On their way out, they see another, huge room. Under a fifteenth-century white vaulted ceiling, people of different ages and skin colours are reading, writing, wandering among the open shelves, tapping on computer keyboards, or just sitting in silence. Giorgio and Andrew nod happily at each other and walk towards the exit.

“Not bad, eh?” Andrew says, waving Giorgio out.

“Not bad at all.”

  
  


The dinner table is simple, but tastefully set, with plain white porcelain dishes. Nobody is seated yet, because hosts and guests are crowding in the kitchen.

“Come on, tell us. Did you or didn’t you put tomato into the _ragú_ ? And watch out, there’s a bet riding on this question, so whatever you answer, you’ll have both a friend and an enemy for life.” Giorgio mock-glares at Andrew, who mock-glares back.

Luciana glances from one to the other, a faint smile flickering over her lips. She’s as elegant as ever: any grey in her hair is carefully disguised, and under her chef’s apron she is wearing impeccably ironed trousers and a silk shirt. “All right. I confess. I did add a little tomato purée after I browned the mince. And just a touch of milk towards the end.”

Giorgio hugs her: “A free _speerit_ , like me.” And he smirks at Andrew: “I won. As I knew I would. And you owe me ten euros.”

Andrew lifts a pedantic finger: “Heretics, both of you. Pellegrino Artusi is turning in his grave.” He picks up one piece of uncooked home-made _strozzapreti_ and examines its careful twists. “Is this what will make the priest choke? Very Lucrezia Borgia-ish.”

Maurizio hands everyone a glass of Sangiovese, and while the pasta is cooking they talk a little politics and a little music, and feel at ease, comfortable with one another.

“You brought us all together, Giorgio,” says Maurizio. “Friends old and new.”

“Only connect,” says Andrew, making inverted commas in the air with both index fingers.

“ _Only connect, the prose and the passion_ ,” Luciana completes the quote. And, a little embarrassed, she explains to the new acquaintance: “I teach English in a _liceo_. And I wrote my undergraduate thesis on Forster’s _Maurice_ and Umberto Saba’s _Ernesto_.” 

Andrew nods at the first title and raises an eyebrow towards Giorgio at the second.

“Italian gay novel,” Giorgio says quickly, then grabs a big terracotta bowl and hands it to Luciana. “Quick, let’s drain almost all the cooking water, and then we can put your lovely thick _ragú_ on top of your fantastic priest-killers.”

  
  


They are walking in step through the cobbled streets of the old town, admiring the shades of yellow, orange and pink of houses and arcades. They stop to observe a cast-iron statue of an old man with an accordion and another one of a young female tightrope walker poised on a staircase bannister.

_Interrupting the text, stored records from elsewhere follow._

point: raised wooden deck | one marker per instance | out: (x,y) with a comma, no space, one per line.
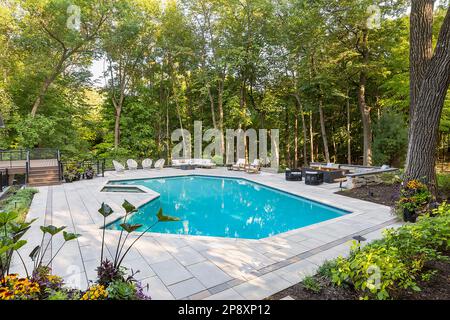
(13,165)
(42,172)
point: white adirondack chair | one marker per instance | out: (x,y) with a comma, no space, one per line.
(132,164)
(118,166)
(147,164)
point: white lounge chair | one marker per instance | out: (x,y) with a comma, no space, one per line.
(254,167)
(132,164)
(159,164)
(147,164)
(203,163)
(118,166)
(239,165)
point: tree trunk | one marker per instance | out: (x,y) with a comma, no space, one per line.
(363,107)
(48,81)
(323,130)
(211,102)
(287,138)
(421,46)
(220,107)
(424,125)
(349,139)
(117,127)
(304,130)
(311,136)
(296,140)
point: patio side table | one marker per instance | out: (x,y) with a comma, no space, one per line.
(313,178)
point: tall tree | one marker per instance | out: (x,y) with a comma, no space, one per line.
(429,100)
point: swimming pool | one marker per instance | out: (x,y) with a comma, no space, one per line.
(225,207)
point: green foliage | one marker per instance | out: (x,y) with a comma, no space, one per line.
(19,202)
(121,290)
(390,139)
(414,197)
(311,284)
(397,261)
(443,182)
(325,270)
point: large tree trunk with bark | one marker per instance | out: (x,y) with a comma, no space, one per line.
(421,46)
(304,130)
(424,124)
(323,130)
(349,137)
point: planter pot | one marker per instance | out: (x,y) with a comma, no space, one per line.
(89,175)
(409,216)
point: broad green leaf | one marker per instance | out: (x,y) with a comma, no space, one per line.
(52,230)
(163,218)
(70,236)
(6,217)
(33,255)
(128,207)
(19,244)
(105,210)
(4,249)
(130,227)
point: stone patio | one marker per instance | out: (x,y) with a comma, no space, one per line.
(199,267)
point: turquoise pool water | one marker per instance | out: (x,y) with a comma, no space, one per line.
(226,207)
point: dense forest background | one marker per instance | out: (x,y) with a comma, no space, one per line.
(332,75)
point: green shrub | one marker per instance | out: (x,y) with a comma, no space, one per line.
(443,182)
(325,270)
(396,261)
(390,139)
(311,284)
(122,290)
(19,202)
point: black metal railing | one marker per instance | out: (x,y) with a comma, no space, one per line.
(43,153)
(82,168)
(9,157)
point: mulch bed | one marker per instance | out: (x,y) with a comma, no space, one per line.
(437,288)
(386,194)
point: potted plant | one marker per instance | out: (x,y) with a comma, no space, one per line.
(71,174)
(414,197)
(89,173)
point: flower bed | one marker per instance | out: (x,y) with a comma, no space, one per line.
(40,284)
(400,264)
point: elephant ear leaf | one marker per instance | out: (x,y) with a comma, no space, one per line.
(128,207)
(70,236)
(4,249)
(6,217)
(19,244)
(33,255)
(52,230)
(105,210)
(163,218)
(130,227)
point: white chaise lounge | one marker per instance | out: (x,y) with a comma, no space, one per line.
(159,164)
(239,165)
(131,164)
(254,167)
(201,163)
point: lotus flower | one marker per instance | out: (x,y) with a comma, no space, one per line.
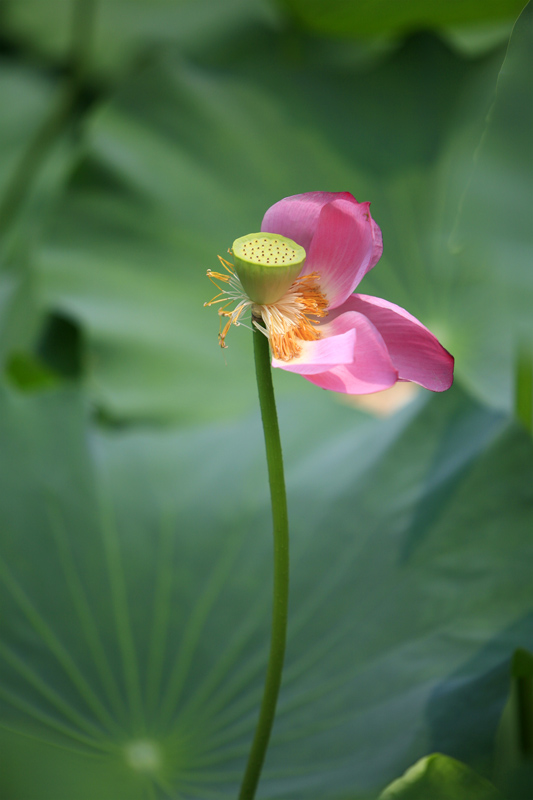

“I enjoyed myself,” Andrew says. “And Maurizio was right, Luciana’s _ragú_ is _almost_ as good as yours.” The qualifier is stressed; Giorgio nods in satisfaction. “I like watching you with your friends,” Andrew adds after a few seconds. “You’re loud, you get emotional, you make bad jokes in two languages.”

“I can make bad jokes in _three_ languages, thank you very much. Remember, I worked in France for a couple of years.” They walk in silence for a couple of minutes, then Giorgio continues: “I had fun too. The three of us have known one another since we were in our twenties. But … it’s also good to be out of there.” He runs his hand through his forest of brown and grey curls. “They never asked about our families. They talked of everything but that. And then Luciana mentioned those gay books.”

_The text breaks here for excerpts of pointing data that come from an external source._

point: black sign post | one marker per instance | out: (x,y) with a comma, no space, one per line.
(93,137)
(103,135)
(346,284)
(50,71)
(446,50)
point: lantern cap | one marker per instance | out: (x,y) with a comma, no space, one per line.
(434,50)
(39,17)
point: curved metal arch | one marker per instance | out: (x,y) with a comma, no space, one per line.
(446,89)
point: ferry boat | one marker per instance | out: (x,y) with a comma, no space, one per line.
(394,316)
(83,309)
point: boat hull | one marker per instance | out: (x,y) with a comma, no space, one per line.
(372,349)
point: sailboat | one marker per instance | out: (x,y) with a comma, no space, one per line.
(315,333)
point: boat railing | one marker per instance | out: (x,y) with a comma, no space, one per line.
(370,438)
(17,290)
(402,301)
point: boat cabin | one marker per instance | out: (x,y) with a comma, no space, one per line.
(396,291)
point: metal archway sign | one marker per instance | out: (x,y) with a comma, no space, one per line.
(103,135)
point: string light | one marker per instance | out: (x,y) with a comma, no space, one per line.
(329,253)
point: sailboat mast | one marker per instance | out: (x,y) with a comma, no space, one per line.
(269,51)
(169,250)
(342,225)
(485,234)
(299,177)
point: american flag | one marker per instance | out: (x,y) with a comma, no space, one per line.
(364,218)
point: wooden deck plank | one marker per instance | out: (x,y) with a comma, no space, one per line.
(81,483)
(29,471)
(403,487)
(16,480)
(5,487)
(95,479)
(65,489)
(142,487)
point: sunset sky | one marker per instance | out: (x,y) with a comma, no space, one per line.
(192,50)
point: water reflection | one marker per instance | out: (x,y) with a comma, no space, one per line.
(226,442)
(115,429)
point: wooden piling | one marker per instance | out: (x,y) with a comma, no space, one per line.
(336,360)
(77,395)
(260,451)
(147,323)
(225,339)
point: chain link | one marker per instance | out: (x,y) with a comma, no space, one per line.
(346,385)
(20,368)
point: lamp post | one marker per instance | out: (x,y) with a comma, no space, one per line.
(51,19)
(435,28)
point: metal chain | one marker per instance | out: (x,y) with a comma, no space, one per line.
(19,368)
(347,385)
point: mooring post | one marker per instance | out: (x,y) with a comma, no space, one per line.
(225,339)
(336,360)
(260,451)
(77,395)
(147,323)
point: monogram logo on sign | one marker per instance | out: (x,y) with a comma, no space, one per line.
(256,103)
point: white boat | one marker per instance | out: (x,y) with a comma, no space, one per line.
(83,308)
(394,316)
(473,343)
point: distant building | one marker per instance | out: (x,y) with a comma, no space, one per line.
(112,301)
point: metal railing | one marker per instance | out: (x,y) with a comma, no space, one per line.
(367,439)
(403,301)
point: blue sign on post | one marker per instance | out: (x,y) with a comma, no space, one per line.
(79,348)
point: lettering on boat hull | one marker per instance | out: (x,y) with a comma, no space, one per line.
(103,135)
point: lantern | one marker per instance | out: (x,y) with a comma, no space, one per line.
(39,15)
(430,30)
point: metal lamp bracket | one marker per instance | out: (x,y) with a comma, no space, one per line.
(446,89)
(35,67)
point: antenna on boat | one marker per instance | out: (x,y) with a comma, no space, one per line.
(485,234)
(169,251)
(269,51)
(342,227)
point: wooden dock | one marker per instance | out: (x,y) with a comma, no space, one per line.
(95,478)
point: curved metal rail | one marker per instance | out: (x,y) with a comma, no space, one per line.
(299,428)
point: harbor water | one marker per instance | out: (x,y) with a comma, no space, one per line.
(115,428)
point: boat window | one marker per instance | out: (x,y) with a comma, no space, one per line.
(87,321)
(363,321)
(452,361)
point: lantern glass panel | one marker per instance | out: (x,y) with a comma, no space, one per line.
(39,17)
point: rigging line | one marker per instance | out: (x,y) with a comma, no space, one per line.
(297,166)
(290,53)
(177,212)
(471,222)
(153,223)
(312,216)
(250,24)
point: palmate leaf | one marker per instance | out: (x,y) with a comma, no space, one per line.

Andrew stops and turns towards him. “Would you have preferred direct questions?” He shudders slightly.

Giorgio shakes his head. “No. Definitely not.”

They’re almost at their rented flat when Andrew speaks again. “Whether they accepted us or not, and I think they did, they’re your friends. You do the _only connect_ -ing bit so easily. You have friends in so many places, and where you don’t, you make them.” A moment’s pause. “It’s a little harder for me. Being outgoing is something I have to consciously work at. Especially here in Italy.” 

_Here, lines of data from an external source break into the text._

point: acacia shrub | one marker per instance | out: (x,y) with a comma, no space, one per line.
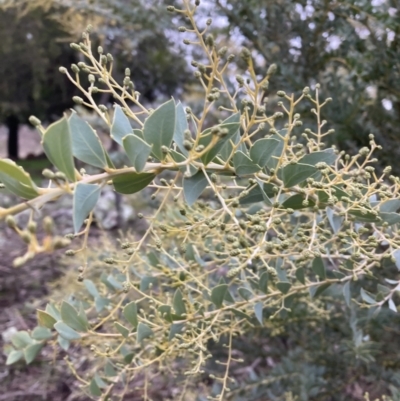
(259,230)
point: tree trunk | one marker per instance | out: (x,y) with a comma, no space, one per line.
(12,123)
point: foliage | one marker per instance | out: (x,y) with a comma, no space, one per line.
(136,32)
(260,231)
(29,52)
(350,47)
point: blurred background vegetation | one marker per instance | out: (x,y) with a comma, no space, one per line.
(351,47)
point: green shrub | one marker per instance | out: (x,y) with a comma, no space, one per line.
(259,232)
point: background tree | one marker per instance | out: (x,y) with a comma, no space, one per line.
(29,83)
(351,47)
(39,37)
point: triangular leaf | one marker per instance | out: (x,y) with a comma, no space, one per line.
(244,165)
(159,128)
(14,356)
(283,287)
(137,150)
(367,297)
(86,145)
(41,333)
(194,186)
(122,329)
(300,275)
(231,127)
(130,313)
(21,339)
(327,156)
(66,332)
(31,352)
(179,305)
(245,293)
(262,150)
(132,182)
(57,145)
(218,294)
(317,290)
(45,319)
(334,220)
(69,316)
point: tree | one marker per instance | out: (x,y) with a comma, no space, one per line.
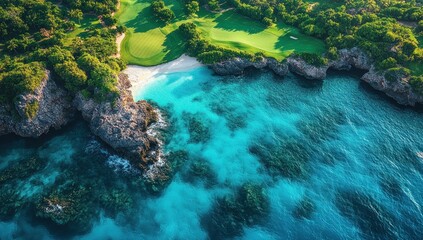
(12,45)
(192,7)
(75,79)
(76,14)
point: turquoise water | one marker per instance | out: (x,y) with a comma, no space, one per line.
(267,158)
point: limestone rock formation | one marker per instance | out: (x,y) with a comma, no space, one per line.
(51,108)
(123,124)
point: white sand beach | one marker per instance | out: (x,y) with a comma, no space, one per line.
(119,40)
(141,76)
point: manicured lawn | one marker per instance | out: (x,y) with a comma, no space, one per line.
(149,42)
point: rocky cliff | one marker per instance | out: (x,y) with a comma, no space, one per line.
(123,124)
(237,66)
(348,58)
(35,113)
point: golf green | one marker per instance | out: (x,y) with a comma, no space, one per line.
(149,42)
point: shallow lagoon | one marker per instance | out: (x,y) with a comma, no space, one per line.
(332,159)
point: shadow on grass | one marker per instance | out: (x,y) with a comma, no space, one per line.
(144,21)
(173,45)
(231,21)
(283,41)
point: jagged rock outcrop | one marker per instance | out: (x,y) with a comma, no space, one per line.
(123,124)
(237,66)
(302,68)
(349,58)
(399,89)
(52,109)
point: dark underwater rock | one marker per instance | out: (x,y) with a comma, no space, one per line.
(289,159)
(304,209)
(248,207)
(373,219)
(70,207)
(399,89)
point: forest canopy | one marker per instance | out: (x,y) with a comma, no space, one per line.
(33,34)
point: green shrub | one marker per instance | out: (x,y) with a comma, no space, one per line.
(161,11)
(74,78)
(31,109)
(23,78)
(332,53)
(393,74)
(387,63)
(416,83)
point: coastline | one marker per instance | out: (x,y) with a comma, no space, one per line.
(140,76)
(119,40)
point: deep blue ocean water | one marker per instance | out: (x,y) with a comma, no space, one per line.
(333,159)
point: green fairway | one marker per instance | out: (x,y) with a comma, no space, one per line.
(148,42)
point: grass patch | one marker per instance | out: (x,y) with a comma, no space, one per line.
(149,42)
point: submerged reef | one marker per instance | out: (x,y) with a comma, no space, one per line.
(199,170)
(71,206)
(304,209)
(198,129)
(22,169)
(288,159)
(248,207)
(11,201)
(373,219)
(158,179)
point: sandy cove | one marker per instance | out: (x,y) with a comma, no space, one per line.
(141,76)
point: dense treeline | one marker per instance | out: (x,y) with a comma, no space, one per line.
(385,30)
(97,7)
(161,11)
(32,34)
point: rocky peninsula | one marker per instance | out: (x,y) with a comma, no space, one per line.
(123,124)
(399,89)
(128,126)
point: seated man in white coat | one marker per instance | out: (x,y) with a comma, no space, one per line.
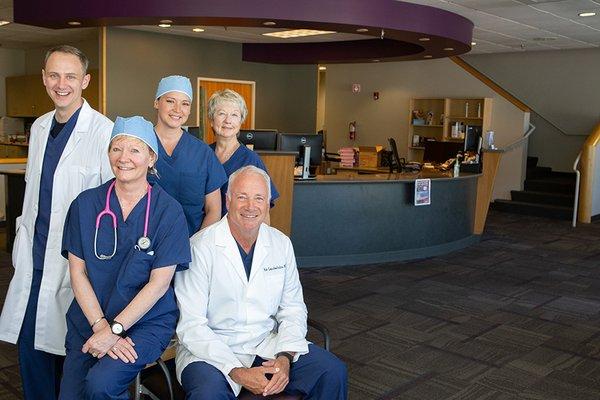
(243,317)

Giorgio shrugs. “Extroverted Italians, reserved English people. Surely that’s not a problem?”

“That’s too easy,” Andrew replies at once, a little sharply. “You,” he points directly at Giorgio’s chest, “have this gift, this energy. Wherever you are, you get people to talk, to explain, to show what they do, and everything livens up,” and now he’s waving his hands to help Giorgio understand, how very un-English of him, how sweet, “everything is new and exciting, even vinegar, even salami.”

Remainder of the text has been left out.